If the officers have reason to believe a motorist is driving under the influence of alcohol or drugs, the officers may conduct field sobriety or breath tests to determine the motorists’ BAC. The blood alcohol limit in Nevada is 0.04% for commercial drivers and 0.08% for non-commercial drivers. State laws mandate motorists to stop at DUI checkpoints; failure to stop is punishable under NRS 484B.580 with fines and imprisonment. Law enforcement agencies often announce DUI checkpoints in advance in Nevada.
Which is Worse, DUI vs. DWI?
DUIs are similar to DWIs. They are both offenses that involve the operation of vehicles under the influence of alcohol, drugs, and other controlling substances. Where these offenses are considered separate, DWIs are considered the worst of the two offenses. This is because the factors that contribute to a DWI, such as blood alcohol level, are slightly higher than those of DUIs. In Nevada, there are no legal differences between DUIs and DWIs; Nevada adopts the DUI term for drunk driving and other offenses that involve road usage and substance use.
A Blood Alcohol Content (BAC) of 0.08% or greater constitutes a DUI in Nevada.

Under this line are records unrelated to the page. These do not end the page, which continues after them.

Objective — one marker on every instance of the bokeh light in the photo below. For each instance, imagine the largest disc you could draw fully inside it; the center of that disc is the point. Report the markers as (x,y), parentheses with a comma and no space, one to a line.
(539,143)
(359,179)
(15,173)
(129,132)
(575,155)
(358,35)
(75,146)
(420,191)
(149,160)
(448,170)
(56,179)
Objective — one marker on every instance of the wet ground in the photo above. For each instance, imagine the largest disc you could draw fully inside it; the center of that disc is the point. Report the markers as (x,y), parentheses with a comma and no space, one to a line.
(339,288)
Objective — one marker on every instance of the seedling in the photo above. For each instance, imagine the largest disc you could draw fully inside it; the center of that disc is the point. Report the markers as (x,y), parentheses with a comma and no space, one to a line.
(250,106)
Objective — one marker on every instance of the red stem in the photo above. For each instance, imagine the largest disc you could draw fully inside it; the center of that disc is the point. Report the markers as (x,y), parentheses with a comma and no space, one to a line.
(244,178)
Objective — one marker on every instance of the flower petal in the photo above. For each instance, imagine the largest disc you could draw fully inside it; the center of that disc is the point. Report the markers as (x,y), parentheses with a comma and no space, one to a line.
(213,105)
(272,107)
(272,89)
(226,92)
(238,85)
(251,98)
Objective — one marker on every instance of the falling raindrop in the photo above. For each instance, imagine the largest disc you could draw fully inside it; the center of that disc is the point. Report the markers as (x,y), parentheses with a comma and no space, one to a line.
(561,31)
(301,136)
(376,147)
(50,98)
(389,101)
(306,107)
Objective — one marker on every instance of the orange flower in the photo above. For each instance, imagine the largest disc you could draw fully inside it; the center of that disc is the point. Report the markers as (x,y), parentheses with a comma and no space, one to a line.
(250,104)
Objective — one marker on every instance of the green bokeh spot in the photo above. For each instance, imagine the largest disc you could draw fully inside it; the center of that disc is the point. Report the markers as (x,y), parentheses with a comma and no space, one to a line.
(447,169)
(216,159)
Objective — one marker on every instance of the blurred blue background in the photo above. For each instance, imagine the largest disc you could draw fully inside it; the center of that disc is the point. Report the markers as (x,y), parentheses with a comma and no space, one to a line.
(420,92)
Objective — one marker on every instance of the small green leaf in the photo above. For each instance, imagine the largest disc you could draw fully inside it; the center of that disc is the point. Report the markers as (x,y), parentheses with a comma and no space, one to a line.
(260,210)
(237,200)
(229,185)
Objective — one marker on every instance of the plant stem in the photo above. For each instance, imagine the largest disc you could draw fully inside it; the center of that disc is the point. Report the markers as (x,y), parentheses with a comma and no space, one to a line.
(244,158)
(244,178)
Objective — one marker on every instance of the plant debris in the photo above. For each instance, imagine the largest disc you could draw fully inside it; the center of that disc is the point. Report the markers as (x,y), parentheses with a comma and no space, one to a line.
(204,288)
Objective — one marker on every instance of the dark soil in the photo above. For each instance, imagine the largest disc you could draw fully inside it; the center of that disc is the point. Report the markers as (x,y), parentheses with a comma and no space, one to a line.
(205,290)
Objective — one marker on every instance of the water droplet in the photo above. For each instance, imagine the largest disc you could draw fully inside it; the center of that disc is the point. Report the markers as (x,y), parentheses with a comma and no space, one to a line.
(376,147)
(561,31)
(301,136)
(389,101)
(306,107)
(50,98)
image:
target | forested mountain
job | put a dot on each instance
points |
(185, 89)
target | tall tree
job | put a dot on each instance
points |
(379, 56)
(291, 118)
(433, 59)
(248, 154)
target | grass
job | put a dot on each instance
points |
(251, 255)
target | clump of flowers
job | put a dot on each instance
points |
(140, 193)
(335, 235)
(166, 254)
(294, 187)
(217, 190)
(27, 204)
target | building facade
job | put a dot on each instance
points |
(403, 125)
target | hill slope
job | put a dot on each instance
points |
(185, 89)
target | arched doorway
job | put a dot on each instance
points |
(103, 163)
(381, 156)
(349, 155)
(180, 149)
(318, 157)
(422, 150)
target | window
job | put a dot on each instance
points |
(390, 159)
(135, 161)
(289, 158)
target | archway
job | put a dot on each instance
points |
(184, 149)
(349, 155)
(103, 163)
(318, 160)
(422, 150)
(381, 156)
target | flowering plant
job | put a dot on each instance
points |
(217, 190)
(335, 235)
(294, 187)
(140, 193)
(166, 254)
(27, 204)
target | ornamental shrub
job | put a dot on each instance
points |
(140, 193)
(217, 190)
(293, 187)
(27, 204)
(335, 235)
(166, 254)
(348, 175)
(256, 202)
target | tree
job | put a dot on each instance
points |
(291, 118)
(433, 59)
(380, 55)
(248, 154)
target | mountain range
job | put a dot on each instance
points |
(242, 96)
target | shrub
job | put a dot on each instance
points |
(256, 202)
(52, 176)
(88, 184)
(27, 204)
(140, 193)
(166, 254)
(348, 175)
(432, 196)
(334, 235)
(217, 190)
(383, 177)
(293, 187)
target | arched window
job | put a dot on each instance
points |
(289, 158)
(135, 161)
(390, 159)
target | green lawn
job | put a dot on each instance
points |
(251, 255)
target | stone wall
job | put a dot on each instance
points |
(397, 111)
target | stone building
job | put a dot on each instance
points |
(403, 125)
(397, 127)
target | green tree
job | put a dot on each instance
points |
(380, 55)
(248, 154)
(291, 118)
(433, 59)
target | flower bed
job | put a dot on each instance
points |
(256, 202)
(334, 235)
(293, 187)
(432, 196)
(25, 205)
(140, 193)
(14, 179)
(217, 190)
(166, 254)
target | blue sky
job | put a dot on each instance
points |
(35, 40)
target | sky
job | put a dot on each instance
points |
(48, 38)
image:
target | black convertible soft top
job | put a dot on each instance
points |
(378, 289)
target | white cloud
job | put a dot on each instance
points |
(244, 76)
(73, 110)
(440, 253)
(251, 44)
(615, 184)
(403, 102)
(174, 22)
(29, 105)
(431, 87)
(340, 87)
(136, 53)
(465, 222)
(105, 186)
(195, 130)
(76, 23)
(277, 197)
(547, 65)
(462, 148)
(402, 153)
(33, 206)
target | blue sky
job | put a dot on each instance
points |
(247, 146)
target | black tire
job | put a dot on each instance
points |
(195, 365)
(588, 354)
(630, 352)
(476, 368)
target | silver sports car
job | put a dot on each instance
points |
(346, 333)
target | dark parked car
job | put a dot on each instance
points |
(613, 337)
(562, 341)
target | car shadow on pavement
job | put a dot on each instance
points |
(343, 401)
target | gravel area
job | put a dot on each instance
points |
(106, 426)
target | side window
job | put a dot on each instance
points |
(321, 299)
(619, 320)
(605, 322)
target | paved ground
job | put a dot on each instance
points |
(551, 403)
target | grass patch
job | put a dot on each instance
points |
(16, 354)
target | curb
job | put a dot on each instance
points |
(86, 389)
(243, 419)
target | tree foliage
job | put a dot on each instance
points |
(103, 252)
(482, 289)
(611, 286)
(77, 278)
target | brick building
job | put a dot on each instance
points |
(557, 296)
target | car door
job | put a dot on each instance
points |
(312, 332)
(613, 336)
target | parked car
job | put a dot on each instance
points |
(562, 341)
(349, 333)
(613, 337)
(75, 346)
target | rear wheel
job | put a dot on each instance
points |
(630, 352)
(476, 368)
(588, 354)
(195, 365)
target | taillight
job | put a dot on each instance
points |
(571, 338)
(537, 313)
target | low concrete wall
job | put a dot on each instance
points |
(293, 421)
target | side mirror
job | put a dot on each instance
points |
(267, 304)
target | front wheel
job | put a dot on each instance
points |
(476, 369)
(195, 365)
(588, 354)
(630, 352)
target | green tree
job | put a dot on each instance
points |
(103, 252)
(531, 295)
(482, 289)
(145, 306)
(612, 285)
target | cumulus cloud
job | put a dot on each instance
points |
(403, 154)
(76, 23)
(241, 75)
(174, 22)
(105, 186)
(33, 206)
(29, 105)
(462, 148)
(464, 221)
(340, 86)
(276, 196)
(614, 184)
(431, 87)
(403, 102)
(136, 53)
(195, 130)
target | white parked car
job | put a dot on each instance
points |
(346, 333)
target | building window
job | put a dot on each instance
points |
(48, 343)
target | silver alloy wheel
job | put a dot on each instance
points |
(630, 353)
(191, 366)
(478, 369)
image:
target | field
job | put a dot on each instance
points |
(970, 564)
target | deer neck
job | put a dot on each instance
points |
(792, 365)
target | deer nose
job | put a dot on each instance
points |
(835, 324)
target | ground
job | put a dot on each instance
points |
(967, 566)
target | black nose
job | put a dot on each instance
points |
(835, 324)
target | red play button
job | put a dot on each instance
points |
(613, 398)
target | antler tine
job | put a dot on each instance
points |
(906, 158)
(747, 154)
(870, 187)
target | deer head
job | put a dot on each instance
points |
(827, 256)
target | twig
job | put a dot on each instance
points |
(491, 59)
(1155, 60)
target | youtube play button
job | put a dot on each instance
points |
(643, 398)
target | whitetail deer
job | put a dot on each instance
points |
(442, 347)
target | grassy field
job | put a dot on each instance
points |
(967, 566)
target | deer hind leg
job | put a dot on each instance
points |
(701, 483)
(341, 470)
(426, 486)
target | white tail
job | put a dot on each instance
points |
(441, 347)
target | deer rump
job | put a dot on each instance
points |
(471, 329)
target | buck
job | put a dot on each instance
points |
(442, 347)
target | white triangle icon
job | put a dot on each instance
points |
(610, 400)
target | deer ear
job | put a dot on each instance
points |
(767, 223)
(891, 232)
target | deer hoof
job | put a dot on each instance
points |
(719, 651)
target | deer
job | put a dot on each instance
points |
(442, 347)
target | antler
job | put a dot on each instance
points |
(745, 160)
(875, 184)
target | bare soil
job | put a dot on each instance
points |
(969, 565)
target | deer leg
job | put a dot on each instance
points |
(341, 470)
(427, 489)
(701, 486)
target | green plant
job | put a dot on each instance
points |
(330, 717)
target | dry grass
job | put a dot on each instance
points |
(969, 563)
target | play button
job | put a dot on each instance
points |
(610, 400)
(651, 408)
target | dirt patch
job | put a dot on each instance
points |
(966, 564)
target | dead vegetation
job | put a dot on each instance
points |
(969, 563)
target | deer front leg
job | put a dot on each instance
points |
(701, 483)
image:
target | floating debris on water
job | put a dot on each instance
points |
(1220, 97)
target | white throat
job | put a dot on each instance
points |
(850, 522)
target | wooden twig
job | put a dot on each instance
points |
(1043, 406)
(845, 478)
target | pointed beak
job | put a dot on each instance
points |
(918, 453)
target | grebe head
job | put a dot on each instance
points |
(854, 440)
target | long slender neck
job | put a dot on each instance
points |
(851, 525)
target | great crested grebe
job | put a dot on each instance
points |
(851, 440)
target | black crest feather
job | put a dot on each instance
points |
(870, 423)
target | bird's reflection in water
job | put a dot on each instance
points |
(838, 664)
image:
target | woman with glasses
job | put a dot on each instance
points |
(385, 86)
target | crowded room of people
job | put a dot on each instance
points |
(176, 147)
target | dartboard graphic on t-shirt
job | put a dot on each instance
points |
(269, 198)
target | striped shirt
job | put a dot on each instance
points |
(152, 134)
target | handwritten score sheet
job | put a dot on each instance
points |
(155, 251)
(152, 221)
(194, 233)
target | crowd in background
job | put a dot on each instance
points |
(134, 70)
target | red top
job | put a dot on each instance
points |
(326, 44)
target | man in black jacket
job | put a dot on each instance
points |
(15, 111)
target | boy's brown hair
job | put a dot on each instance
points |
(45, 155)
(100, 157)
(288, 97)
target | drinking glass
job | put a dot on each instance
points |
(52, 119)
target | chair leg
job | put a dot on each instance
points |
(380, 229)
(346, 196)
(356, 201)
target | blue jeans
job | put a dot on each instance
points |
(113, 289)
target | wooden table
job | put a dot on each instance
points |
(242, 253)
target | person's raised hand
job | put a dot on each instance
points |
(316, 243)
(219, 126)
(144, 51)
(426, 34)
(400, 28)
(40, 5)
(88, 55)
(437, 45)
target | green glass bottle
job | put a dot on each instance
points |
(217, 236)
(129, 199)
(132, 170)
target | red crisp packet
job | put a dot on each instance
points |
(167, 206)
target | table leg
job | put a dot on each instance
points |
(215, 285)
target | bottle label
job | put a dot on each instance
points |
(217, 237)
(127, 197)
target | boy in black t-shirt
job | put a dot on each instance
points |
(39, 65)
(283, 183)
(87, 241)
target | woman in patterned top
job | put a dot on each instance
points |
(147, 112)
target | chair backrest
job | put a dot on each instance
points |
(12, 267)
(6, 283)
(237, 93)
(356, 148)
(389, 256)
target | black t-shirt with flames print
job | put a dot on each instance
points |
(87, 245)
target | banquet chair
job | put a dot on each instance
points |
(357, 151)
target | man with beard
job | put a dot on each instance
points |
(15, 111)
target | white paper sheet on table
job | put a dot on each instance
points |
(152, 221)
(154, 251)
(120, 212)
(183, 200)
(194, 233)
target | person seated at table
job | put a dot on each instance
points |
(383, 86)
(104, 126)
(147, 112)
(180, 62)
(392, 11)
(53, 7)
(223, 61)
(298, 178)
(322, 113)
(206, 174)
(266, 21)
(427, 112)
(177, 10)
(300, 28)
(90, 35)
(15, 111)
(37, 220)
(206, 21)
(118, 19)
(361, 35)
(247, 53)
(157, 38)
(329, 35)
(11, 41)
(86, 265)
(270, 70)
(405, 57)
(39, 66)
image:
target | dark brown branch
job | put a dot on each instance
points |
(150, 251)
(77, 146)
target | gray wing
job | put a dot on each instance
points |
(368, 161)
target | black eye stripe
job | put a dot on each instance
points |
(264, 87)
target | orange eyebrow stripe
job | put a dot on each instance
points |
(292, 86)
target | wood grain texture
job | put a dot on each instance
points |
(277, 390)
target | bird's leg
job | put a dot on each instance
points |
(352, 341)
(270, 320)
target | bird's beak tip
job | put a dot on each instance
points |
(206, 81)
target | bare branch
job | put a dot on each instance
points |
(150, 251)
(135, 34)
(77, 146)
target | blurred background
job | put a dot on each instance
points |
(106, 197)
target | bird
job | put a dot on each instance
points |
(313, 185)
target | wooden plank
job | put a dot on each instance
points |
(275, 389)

Arrested persons must submit to testing; a failure to submit may result in additional penalties. Convicted persons are penalized by fines, imprisonment, forfeiture, and other administrative measures. For commercial drivers, the BAC threshold is 0.04%. However, it is important to note that Nevada law enforcement agents can arrest motorists that have lower BAC levels when there is reason to believe that such persons operated a vehicle under the influence of prohibited or controlled substances. A DUI stays on the driver’s record for up to seven (7) years in Nevada.